Chatterbox

Watergate’s Second Smoking Gun

Mark Felt, nicotine fiend.

According to Felt, he didn’t smoke at all; he told CBS News in June 1992 that he’d kicked the habit in 1943. Granted, in the same interview, Felt said that during Watergate he met with Woodward only once, and that when Woodward phoned he refused to cooperate—both totally false assertions, we now know. But whether or not Felt was a smoker was something that Felt’s friends and family could be expected to know (unless Felt’s second-biggest secret was that he was sneaking ciggies on the sly).—Timothy Noah, “Woodstein’s Misdirections,” June 2, 2005 in Slate.

Felt, you wily rascal! You were sneaking ciggies on the sly! In Bob Woodward’s The Secret Manaccording to  USA Today’s Mark Memmott, who’s read it (I have not)—Bob Woodward reports that

Felt may not have been a “regular smoker” … but he could have been the type of person who lights up a cigarette “in times of immense stress.” Regardless, Woodward repeats that Felt did smoke during some of their clandestine meetings.

This revelation won’t be helpful to the anti-smoking movement, which emphasizes the addictive nature of tobacco. (According to the Merck Manual of Diagnosis and Therapy, “tobacco addiction is more severe than alcohol addiction and at least as binding as narcotic addiction.”) Let’s consider three possibilities:

Possibility 1: Felt really did stop smoking in 1943 and reverted to the habit only when meeting with Woodward in the garage (located, we now know, underneath 1401 Wilson Blvd. in Arlington, Va.) or during other isolated moments of extreme stress. If this was the case, then Felt was the person many self-deluded cigarette addicts imagine themselves to be: Someone who can fall off the wagon now and then without resuming a daily habit. Such people are known to exist, but it’s never good for the anti-smoking cause when one of them gets a lot of publicity.

Possibility 2: Felt wasn’t just sneaking cigarettes with Woodward. He was running a covert op against his entire family, removing himself to a secure location on a daily basis to get his nicotine fix. If this was the case, the anti-tobacco movement must contend with the awkward reality that Felt has lived to the ripe old age of 91. Again, heavy smokers have been known to live long lives, but it doesn’t do the anti-smoking movement much good to have such people in the spotlight.

Possibility 3: Felt kept smoking openly after 1943, in which case his friends and family would have known it and chosen not to tell the world that Felt fibbed to CBS News. If this (implausible) scenario is correct, then the public is witnessing the spectacle of Felt’s family being rewarded for its enabling behavior with a movie-and-book deal. Maybe we’ll learn more about this when the book comes out. (Incidentally, Tom Hanks? All wrong for Deep Throat. A reader e-mailed me a few weeks back with the ideal choice: Christopher Walken.)

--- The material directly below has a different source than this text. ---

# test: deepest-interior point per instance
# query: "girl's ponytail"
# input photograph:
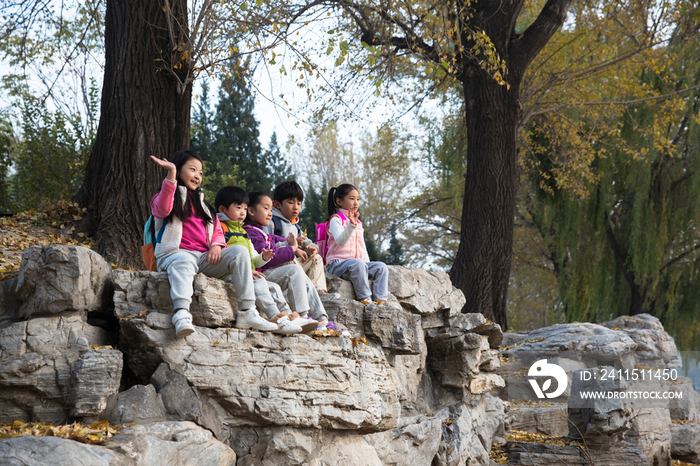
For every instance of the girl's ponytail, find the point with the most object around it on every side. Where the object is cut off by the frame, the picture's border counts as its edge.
(332, 207)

There is a fourth possibility, one that does help the anti-smoking cause, but I consider it even less likely than Possibility 3. This is that Woodward really did make up the cigarette smoking, and he feels free to say Felt smoked in his presence because he knows Felt isn’t compos mentis enough to contradict him. But this sort of underhanded and dishonest behavior would not be consistent with what we know about Woodward. I therefore accept Woodward’s explanation of the cigarette anomaly and withdraw my earlier criticism. (Woodward still hasn’t explained his lie to J. Anthony Lukas, though.) As for Felt … shame on you. It’s a filthy habit.